Sopia tertunduk malu. Tiba-tiba saja pelayan kafe sudah berada di depannya.
“Mau
ngopi? Maaf kafe sudah tutup,” ucapnya sambil tersenyum. Manis sekali.
“Em,
iya, enggak aku, eh, maksudnya, enggak. Duh.” Sopia menggaruk kepalanya yang
tidak gatal. Lidahnya benar-benar tak mau mematuhi perintahnya. Bukankah ini
saat yang tepat untuk memperkenalkan diri. Sopia sudah mempersiapkan jika hal
seperti ini terjadi. Sudah lama ia latihan di cermin mengucapkan “Hai, aku
Sopia.” Berkali-kali hingga lidahnya terbiasa. Namun percuma, latihannya selama
ini sia-sia sudah. Ia telah gagal.
“Kamu
sendirian? Naik apa kemari?” Tanya pelayan kafe. Kepalanya menengok kanan dan
kiri mencari sesuatu.
“Iya,
aku jalan kaki. Kos aku deket sini.”
“Nggak
baik perempuan malam-malam keluar sendirian gini. Kalau ada orang nakal gimana
coba?”
“Aku
cuma... Em, kos aku deket sini kok.”
“Dimana?”
“Itu
di gang seberang kafe.”
“Aku
anter kamu pulang.” Lebih mirip perintah daripada tawaran. Pelayan kafe
berjalan menuju motornya. Menuntun motor hingga tepat berada di depan Sopia.
“Ayo,”
ajak pelayan kafe. Sopia hanya ternganga tanpa bicara.
“Tenang,
aku bukan orang jahat kok. Aku anter kamu sampai kos dengan selamat. Janji,”
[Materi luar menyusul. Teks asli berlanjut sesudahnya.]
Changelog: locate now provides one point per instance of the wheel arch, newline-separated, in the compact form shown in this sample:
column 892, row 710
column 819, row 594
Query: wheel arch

candanya dengan senyum. Mulut Sopia masih ternganga. Wajahnya merah seketika.
Degup jantungnya berdetak seperti bunyi tuts mesin ketik yang disentuh penulis
kejar setoran.
Sopia
mengangguk sambil tersenyum. Mimpi apa ia hingga bisa mendapatkan anugerah
seperti ini.
“Em,
kos kamu deket kan? Gimana kalau kita jalan aja? Ini kan udah malam, nggak enak
sama penduduk nanti keberisikan mesin motor. Kamu nggak apa-apa kan?” Tanyanya
khawatir.
Sopia
mengangguk cepat. Dalam hati ia sangat bahagia. Jalan kaki bersama pujaannya?
Ia berharap kosnya tiba-tiba berpindah lebih jauh.
“Bagus
deh kalau kamu nggak keberatan. Aku sambil nuntun motor ya.”
“Mau
aku bantu dorong?” Tawar Sopia.
“Enggak,
enggak usah. Kamu jalan aja di sebelah aku.”
Sopia
tersenyum malu-malu. Mereka berjalan menuju kos Sopia. Jalanan begitu lengang.
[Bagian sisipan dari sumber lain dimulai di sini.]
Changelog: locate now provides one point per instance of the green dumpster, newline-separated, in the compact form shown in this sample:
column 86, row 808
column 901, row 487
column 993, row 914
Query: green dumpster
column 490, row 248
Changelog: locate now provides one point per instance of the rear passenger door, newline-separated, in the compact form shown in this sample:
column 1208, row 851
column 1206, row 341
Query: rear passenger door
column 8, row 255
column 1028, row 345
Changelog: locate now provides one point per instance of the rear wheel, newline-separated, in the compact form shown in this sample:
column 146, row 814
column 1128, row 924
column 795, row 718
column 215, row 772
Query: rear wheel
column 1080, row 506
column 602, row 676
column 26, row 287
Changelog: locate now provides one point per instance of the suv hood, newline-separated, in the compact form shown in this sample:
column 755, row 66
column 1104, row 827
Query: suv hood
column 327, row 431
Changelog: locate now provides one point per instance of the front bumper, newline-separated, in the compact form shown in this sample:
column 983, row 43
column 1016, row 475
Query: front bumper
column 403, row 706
Hanya suara angin dan jangkrik yang mengiringi langkah mereka. Tidak ada
sepatah kata lagi dari keduanya. Mereka berjalan dengan diam hingga tiba di
depan kos Sopia.
“Makasih
ya,” ucap Sopia tulus.
“Sama-sama.
Aku pulang duluan ya,” pamit pelayan kafe.
Sopia
mengangguk. Mengucapkan terimakasih sekali lagi.
Pelayan
kafe menuntun sepeda motornya kembali ke arah jalan raya. Sopia memandang
punggung lelaki itu dengan senyum merekah. Tiba-tiba saja pelayan kafe berhenti
dan menoleh.
“Jangan
keluar malem-malem sendirian lagi,” ucapnya kemudian berbalik dan meneruskan
perjalanannya. Sekujur tubuh Sopia mengejang. Darahnya memanas. Ia tahu ia
sedang jatuh cinta.
***
Musik
jazz mengiringi para pengunjung kafe menikmati kopi. Sopia duduk di kursi
kesayangannya. Sudut ruang dekat jendela. Dari sana ia bisa melihat pemandangan
di luar jendela saat matanya tak cukup kuat menampung keindahan paras pelayan kafe.
“Malam,
mau pesan apa? Black Coffe?” tebak pelayan kafe.
Sopia
mengangguk ragu. Hingga kini ia masih tidak suka kopi. Apalagi kopi hitam.
Namun ia tidak mau menyia-nyiakan kesempatan semacam ini. Berharap sang pujaan
bahagia karena dapat menebak pesanan pelanggannya dengan benar. Membayangkan
hal ini saja membuat Sopia tersenyum dalam hati.
“Ditunggu
ya, Mbak,” ucap pelayan kafe kemudian pergi menyampaikan pesanan pada barista.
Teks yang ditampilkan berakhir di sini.